A. It is understood that it is much simpler to use a development board, and you might learn more if you developed your board from scratch. However, these pose a threat to the talent level of the engineering community. It does not make sense to deliberately make things difficult.

Q. So, is it a constant learning process?
A. Yes! Engineers always want to figure out new and better ways to get things done, as quickly as possible. Additionally, even with the help of a board, there is still plenty of work left in the form of integration. If you look at the market, there are very few products that come out in the form of just Raspi and a box; these are always integrated to something else, like FPGAs or other systems.

Q. What challenges did you face while designing Raspi?
A. There are two main things: cost and manufacturing. We had to pay a great deal of attention to the cost of individual components to stick to the budget of US$ 20 to US$ 35. It was also hard to find a manufacturer who could reliably handle package-on-package (PoP) memory assembly that BCM2835 requires.

Q. How were these challenges eventually solved?
A. Solving the cost challenge required us to come up with a low-cost linear-regulator based power supply chain. Once we grew, we were able to replace this (on Model B+) with switching regulators.

For securing high-quality components, we ended up multi-sourcing almost all components in order to get some degree of insulation from supply chain issues.

Q. What is your other favourite developer board?
A. I am a big fan of Arduino, which is kind of the original developer board. It is very powerful as it has a huge community and good tools flow.
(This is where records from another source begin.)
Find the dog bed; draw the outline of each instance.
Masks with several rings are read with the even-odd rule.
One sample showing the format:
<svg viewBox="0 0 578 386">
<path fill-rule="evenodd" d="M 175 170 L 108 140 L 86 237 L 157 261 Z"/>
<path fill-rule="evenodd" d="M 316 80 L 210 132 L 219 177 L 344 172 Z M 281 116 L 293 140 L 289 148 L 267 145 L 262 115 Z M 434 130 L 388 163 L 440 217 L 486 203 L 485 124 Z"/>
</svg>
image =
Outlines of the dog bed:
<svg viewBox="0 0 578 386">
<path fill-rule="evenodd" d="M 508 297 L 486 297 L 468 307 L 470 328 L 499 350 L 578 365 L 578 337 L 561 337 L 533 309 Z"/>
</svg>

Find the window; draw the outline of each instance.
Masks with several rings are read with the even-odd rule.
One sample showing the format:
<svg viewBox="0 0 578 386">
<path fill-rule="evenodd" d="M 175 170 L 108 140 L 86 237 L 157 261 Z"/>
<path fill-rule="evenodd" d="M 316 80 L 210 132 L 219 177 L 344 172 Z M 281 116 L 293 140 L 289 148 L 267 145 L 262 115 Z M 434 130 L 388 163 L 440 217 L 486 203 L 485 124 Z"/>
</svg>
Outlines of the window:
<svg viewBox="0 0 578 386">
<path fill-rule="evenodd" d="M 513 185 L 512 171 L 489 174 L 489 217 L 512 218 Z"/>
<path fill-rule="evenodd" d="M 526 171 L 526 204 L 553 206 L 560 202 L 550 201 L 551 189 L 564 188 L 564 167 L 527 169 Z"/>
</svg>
It also helps with figuring out how to get Atmel chips integrated into your product. Arduino can help you get past these kinds of problems.

Q. What big change could Pi 2’s features drive?
A. This is really a PC now and comes with PC-like performance. It is a cheap embedded system with enough performance to displace the PC from industrial and embedded applications. There are a broad range of image-processing applications, where you capture things with a camera, and the better CPU in Raspi 2 will help there.

Q. Which is your favourite open source software tool?
A. I find OPENCV very interesting. I find open image-processing tools exciting. How one can take common image-processing algorithms and have these implemented efficiently interests me very much.